Research & Creative Activity

Indiana University

Office of Research and the University Graduate School
Volume XVII, Number 1, April 1994

Remembering Voices

"Train."

Hmm, was that Jill's voice? You press the key under her name and check the computer screen.

MARY, says the screen.

Darn, you keep getting Jill and Mary confused. But no time for regrets, because here comes the next word over the headphones.

"Quart," you hear in your earphones.

Tom, definitely Tom. His voice is so deep he could sing bass in a barbershop quartet. You press his name.

TOM, says the screen.

Yes! Now go for two in a row.

"------," the next voice says. You don't even recognize the actual word because you're concentrating so hard on the sound, and you're sure it's Carol because her voice sounds a little like an old friend from high school.

KAREN, says the screen.

Argh, you were sure that was Carol. Maybe that is why you are not friends anymore, because she talked so much you never paid any attention to what she said.

You wait for the next word. But no more words are forth-coming, which means that your first day as a subject in David Pisoni's and Lynne Nygaard's word recognition experiment has drawn to a close.

Pisoni, professor of psychology and cognitive science and director of Indiana University's Speech Research Laboratory, is one of the nation's foremost authorities on spoken language processing. "We are interested in how people perceive and comprehend spoken language," says Pisoni in his own distinctive New York accent. "This involves everything from the perception of phonemes [the sounds of a particular language] and syllables to word recognition, to what we call lexical access, or how people locate and retrieve the sound and meanings of words in memory, to sentence comprehension and spoken language understanding."

In some of his most recent experiments, like the one depicted above, Pisoni and his two colleagues, Nygaard and Mitch Sommers, a former postdoctoral student, have been trying to determine how a speaker's voice affects what is perceived by the listener and stored in memory.

"About two years ago we began to look in some detail at what you remember about a person's voice," Pisoni says. "This is a new direction because most of the research that has been done in speech perception the last forty years has not been concerned in any way with the individual characteristics of a speaker's voice."

Subjects in the experiment (usually undergraduates from introductory psychology courses) were trained over a period of ten days to recognize ten different voices, five male and five female. On the final day, subjects heard a brand new series of words uttered by the same ten speakers to see whether they could identify the speaker's voice from novel utterances. Indeed they could, Pisoni and his colleagues found. He also found that when new words were presented amidst background noise, they were much more intelligible if they were spoken by one of the ten familiar voices than by an unfamiliar voice.

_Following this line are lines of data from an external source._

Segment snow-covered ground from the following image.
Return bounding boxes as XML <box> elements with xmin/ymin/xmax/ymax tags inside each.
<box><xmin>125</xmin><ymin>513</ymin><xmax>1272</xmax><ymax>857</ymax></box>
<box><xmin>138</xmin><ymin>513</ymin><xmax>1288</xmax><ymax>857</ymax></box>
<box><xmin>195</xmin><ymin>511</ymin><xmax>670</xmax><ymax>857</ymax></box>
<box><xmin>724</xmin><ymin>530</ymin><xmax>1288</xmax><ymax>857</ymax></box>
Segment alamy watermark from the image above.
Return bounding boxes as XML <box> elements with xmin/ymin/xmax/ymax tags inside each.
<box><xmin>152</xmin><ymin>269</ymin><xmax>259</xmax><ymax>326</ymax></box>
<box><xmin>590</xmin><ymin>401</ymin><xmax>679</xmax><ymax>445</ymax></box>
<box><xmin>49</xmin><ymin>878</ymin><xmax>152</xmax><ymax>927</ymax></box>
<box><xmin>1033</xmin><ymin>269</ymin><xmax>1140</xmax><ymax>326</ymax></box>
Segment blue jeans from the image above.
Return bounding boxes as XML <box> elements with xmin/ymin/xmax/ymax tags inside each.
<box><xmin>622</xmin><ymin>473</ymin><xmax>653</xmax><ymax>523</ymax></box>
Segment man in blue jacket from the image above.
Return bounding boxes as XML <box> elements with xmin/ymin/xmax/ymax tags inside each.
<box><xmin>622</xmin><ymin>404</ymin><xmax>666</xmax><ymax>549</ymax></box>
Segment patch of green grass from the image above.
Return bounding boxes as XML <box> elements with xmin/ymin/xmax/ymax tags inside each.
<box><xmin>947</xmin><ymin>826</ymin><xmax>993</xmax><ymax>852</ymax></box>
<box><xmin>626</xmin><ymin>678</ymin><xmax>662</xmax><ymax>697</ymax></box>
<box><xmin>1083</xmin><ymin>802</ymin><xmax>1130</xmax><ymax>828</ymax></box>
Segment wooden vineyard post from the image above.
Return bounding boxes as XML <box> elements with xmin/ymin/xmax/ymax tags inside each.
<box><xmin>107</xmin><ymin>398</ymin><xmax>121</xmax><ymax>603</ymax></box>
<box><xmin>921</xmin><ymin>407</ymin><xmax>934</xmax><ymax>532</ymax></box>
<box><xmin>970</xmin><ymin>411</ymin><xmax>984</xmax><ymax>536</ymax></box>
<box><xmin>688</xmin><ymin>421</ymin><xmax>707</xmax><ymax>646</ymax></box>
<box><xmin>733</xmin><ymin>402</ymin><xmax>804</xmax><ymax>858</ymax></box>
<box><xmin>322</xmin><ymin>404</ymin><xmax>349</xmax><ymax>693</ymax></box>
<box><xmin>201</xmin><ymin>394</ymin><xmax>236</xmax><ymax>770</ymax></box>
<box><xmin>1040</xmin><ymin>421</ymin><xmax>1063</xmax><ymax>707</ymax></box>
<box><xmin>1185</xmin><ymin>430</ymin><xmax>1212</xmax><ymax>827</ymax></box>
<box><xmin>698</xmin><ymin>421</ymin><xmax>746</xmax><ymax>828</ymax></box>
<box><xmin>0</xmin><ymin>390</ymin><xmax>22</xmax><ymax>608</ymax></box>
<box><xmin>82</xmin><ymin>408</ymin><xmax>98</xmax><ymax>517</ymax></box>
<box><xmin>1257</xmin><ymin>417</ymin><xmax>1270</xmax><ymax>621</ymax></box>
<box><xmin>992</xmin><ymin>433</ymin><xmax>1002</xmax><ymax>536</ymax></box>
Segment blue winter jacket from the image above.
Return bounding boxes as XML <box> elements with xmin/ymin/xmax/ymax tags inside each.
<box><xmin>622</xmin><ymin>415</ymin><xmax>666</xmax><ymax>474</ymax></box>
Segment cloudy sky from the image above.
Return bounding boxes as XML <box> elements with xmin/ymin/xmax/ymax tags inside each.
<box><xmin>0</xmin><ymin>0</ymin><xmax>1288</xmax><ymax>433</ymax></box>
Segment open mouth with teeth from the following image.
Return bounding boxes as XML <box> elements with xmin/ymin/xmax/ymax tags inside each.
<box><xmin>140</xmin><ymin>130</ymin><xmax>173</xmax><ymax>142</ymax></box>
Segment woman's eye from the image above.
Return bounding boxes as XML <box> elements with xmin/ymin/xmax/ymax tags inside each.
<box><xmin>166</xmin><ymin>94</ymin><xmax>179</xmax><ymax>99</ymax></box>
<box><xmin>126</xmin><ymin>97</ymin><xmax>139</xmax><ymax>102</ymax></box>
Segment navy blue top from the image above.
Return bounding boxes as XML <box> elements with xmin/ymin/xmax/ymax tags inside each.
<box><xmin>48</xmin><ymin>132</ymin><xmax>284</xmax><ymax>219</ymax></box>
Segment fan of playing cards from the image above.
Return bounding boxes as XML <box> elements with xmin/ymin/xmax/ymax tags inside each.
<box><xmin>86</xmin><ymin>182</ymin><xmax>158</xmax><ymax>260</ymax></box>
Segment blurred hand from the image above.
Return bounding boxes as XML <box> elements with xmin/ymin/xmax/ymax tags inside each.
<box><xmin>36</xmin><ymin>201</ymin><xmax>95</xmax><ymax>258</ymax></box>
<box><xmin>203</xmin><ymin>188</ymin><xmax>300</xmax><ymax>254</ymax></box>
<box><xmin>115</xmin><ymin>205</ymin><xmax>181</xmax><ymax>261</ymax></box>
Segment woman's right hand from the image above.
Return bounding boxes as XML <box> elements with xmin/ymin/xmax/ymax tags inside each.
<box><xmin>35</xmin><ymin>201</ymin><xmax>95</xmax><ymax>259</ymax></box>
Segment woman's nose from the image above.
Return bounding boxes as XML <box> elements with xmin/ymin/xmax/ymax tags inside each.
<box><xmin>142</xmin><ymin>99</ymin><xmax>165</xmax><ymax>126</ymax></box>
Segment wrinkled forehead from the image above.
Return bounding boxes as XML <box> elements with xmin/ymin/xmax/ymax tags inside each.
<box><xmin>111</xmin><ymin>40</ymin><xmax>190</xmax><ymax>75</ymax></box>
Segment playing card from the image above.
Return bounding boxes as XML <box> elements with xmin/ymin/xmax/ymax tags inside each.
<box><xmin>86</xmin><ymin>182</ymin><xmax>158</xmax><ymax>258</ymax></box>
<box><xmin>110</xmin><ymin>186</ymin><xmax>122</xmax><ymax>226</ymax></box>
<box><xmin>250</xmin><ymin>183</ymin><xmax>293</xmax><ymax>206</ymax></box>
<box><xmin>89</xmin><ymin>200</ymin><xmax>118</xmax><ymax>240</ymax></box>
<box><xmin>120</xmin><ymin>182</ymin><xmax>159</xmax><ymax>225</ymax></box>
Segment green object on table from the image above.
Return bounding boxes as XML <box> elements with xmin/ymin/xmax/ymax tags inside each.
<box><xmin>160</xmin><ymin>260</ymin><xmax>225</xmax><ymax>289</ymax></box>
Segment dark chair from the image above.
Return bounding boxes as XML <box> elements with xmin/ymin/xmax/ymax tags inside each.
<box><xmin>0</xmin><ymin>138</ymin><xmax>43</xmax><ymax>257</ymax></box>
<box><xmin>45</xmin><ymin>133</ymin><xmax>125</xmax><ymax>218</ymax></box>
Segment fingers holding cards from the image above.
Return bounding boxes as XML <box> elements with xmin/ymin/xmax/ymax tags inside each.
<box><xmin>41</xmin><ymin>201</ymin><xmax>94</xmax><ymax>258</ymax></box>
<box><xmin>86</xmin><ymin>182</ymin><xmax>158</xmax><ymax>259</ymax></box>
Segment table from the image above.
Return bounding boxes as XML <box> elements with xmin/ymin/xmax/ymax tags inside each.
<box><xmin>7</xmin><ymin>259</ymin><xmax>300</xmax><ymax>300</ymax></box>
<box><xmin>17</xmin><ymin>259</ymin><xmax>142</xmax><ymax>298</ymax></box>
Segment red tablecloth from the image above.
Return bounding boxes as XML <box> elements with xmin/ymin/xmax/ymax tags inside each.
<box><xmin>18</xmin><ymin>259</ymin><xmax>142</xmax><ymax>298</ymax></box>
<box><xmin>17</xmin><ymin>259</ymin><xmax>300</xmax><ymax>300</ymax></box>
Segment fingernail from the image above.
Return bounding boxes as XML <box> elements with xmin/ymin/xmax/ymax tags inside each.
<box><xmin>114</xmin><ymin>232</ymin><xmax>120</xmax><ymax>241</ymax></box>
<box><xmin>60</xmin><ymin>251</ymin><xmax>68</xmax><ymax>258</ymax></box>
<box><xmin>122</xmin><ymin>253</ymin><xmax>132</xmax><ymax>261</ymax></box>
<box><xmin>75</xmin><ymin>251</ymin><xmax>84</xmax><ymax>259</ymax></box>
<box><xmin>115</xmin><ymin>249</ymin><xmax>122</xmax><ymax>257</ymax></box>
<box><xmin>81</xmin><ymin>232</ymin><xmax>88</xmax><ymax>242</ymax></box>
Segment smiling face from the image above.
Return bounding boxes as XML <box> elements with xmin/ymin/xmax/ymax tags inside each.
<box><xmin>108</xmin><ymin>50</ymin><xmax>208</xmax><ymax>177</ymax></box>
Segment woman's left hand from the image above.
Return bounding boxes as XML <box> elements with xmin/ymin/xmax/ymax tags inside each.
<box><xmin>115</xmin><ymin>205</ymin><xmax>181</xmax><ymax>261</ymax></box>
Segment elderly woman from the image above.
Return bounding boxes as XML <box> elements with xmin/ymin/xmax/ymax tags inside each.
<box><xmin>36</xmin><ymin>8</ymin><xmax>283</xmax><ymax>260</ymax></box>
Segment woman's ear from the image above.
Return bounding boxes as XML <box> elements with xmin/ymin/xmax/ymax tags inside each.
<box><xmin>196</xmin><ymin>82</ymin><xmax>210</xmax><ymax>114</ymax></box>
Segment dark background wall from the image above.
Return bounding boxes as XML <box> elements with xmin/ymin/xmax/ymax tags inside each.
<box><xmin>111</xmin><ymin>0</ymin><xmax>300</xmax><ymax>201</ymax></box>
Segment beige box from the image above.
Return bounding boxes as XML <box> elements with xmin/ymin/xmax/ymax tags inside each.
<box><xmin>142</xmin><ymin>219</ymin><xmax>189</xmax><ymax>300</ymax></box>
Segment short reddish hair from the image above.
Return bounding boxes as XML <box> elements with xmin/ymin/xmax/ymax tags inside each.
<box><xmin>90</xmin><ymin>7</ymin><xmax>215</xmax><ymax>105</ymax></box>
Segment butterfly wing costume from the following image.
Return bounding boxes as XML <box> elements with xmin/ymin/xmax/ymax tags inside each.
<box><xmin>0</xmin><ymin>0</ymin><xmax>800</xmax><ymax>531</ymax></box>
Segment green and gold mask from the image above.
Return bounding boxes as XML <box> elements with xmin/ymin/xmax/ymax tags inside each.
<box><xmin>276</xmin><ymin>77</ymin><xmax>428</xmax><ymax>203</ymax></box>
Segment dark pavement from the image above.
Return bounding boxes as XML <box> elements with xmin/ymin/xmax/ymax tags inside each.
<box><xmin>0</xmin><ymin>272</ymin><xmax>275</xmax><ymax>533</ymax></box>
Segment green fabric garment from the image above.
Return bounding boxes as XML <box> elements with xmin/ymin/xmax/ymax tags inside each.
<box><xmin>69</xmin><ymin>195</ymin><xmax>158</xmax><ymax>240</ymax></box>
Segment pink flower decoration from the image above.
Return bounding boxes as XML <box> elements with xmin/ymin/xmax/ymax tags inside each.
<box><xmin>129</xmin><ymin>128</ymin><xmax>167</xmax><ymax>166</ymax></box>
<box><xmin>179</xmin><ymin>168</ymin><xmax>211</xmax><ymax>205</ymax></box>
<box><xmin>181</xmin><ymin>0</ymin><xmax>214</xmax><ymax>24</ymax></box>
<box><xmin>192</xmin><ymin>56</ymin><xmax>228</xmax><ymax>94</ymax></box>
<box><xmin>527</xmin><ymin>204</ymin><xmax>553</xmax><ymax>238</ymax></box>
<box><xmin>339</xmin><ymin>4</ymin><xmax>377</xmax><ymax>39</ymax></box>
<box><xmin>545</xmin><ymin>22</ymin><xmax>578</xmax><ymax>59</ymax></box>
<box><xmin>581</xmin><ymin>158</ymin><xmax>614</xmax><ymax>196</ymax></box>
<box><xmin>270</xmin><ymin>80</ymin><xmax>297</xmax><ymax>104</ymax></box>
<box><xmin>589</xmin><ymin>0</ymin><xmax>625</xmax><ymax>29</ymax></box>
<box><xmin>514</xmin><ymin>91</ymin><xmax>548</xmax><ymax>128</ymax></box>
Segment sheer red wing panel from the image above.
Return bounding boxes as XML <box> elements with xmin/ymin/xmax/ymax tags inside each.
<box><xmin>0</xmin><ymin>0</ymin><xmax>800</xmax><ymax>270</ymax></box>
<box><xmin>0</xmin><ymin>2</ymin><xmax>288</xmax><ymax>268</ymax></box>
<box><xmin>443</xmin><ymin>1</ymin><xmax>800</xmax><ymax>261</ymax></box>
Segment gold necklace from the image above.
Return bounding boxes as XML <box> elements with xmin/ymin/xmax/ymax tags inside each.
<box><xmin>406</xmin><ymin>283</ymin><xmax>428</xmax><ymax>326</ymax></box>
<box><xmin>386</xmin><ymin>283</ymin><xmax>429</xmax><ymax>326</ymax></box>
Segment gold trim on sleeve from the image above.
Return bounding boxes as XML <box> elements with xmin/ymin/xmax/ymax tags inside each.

"These findings provide the first demonstration," write Pisoni and his colleagues, "that exposure to a talker's voice facilitates perceptual processing of the phonetic content of that speaker's novel utterances." This makes sense when you think about listening to, say, a new friend from Thailand. At first you might have trouble understanding some of the words. Eventually, though, you become familiar with the accent, and perception becomes much easier.

Pisoni believes that recognizing voices involves a type of memory called "procedural memory," or memory about how to do something. "This is a form of learning that is analogous to learning how to play an instrument, say a piano, or how to drive a car," he says. Except the car is someone else's voice, and instead of learning to press the gas pedal and turn the wheel, you are learning--in an unconscious way--to extract words from the flow of sound.

Along with computational procedures, Pisoni believes that you store other kinds of exquisitely detailed information about voices in memory: pitch, speaking rate, dialect, gender, emotional state, and other quirks and nuances. These so-called "indexical" or "personal" properties of speech are what help you recognize distinctive individuals speaking, as opposed to voices in the abstract. "This is what makes you Mark and me Dave," he says, "as opposed to you being a male talker and me being a male talker, or me being from New York and you being from the Midwest."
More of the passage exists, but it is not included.